How future agents should update docs

1. Adding a new backend endpoint: update docs/content/en/api/index.mdx. Add request/response examples. Verify from the actual route.ts and dtos/ files. Mark anything unverified with > [!NOTE] Needs verification.
2. Adding a new frontend page or hook: update docs/content/en/frontend/index.mdx.

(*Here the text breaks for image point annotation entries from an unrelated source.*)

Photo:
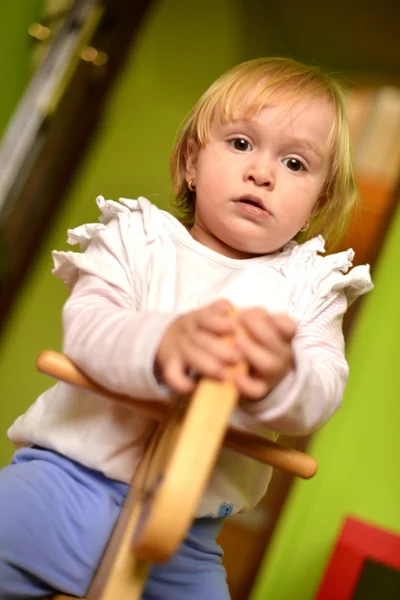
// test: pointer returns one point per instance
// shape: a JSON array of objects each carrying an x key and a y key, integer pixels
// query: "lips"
[{"x": 252, "y": 200}]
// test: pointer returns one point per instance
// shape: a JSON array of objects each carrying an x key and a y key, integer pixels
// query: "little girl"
[{"x": 262, "y": 161}]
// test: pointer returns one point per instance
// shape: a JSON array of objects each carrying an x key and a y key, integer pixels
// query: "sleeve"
[
  {"x": 105, "y": 332},
  {"x": 310, "y": 394}
]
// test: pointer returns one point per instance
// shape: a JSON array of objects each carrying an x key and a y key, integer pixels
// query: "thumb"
[{"x": 285, "y": 325}]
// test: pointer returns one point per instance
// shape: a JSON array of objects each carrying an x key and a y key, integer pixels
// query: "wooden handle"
[{"x": 252, "y": 445}]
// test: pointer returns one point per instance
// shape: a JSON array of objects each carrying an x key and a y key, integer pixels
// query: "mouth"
[{"x": 254, "y": 204}]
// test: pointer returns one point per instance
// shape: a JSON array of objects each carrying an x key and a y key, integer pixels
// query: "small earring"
[{"x": 306, "y": 226}]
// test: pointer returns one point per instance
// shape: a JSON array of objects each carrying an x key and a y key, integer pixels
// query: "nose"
[{"x": 262, "y": 173}]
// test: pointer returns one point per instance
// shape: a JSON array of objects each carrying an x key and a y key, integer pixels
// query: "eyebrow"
[
  {"x": 307, "y": 145},
  {"x": 290, "y": 141}
]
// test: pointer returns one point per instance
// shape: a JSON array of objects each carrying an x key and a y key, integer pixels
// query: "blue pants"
[{"x": 55, "y": 519}]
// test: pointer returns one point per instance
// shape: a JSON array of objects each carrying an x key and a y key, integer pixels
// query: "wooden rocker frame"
[{"x": 172, "y": 476}]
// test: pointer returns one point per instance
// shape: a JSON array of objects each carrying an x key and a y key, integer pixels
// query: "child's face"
[{"x": 258, "y": 181}]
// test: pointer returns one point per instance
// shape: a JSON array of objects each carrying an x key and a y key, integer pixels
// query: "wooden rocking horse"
[{"x": 172, "y": 477}]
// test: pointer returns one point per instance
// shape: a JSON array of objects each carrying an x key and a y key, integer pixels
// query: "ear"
[{"x": 191, "y": 160}]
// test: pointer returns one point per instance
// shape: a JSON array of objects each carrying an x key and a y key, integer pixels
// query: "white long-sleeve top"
[{"x": 138, "y": 269}]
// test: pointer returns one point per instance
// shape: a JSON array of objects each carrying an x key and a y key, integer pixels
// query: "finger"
[
  {"x": 264, "y": 361},
  {"x": 285, "y": 325},
  {"x": 217, "y": 323},
  {"x": 176, "y": 377},
  {"x": 259, "y": 326},
  {"x": 218, "y": 347},
  {"x": 222, "y": 305},
  {"x": 203, "y": 362},
  {"x": 251, "y": 387}
]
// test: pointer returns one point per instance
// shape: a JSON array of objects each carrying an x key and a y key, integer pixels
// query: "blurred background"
[{"x": 92, "y": 94}]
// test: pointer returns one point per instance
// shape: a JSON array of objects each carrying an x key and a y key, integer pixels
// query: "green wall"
[
  {"x": 177, "y": 54},
  {"x": 15, "y": 52},
  {"x": 358, "y": 451}
]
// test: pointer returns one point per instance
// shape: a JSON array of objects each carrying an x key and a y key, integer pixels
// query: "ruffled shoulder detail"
[
  {"x": 319, "y": 277},
  {"x": 67, "y": 265}
]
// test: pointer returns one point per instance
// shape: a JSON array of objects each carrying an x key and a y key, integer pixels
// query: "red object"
[{"x": 358, "y": 541}]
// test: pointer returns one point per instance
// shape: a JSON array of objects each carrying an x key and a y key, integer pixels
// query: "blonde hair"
[{"x": 245, "y": 90}]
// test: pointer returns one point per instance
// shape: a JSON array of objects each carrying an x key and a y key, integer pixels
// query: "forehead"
[{"x": 307, "y": 116}]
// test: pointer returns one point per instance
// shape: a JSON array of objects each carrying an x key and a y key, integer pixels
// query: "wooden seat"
[{"x": 172, "y": 476}]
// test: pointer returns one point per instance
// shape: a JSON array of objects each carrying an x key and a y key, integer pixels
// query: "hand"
[
  {"x": 198, "y": 341},
  {"x": 265, "y": 342}
]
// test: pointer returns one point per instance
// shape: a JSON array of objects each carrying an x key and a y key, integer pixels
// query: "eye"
[
  {"x": 293, "y": 164},
  {"x": 241, "y": 145}
]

3. Adding a new doc section: create docs/content/en/{section}/index.mdx and docs/content/en/{section}/_meta.ts. Add the section to docs/content/en/_meta.ts. Add a nav item in docs/app/[lang]/layout.tsx and update all three i18n dictionaries.
4. Creating ES/EUS counterparts: create the content files under docs/content/es/ and docs/content/eus/. If full translation is not complete, add a translated header and mark the page as pending.
5. Fixing a broken link: all internal links should be locale-prefixed (e.g. /en/setup). Locale-less links also work via middleware redirect, but explicit locale links are preferred.
6. Keeping docs truthful: never document behavior that cannot be verified from the codebase. Use > [!NOTE] callouts with “Needs verification” for anything uncertain.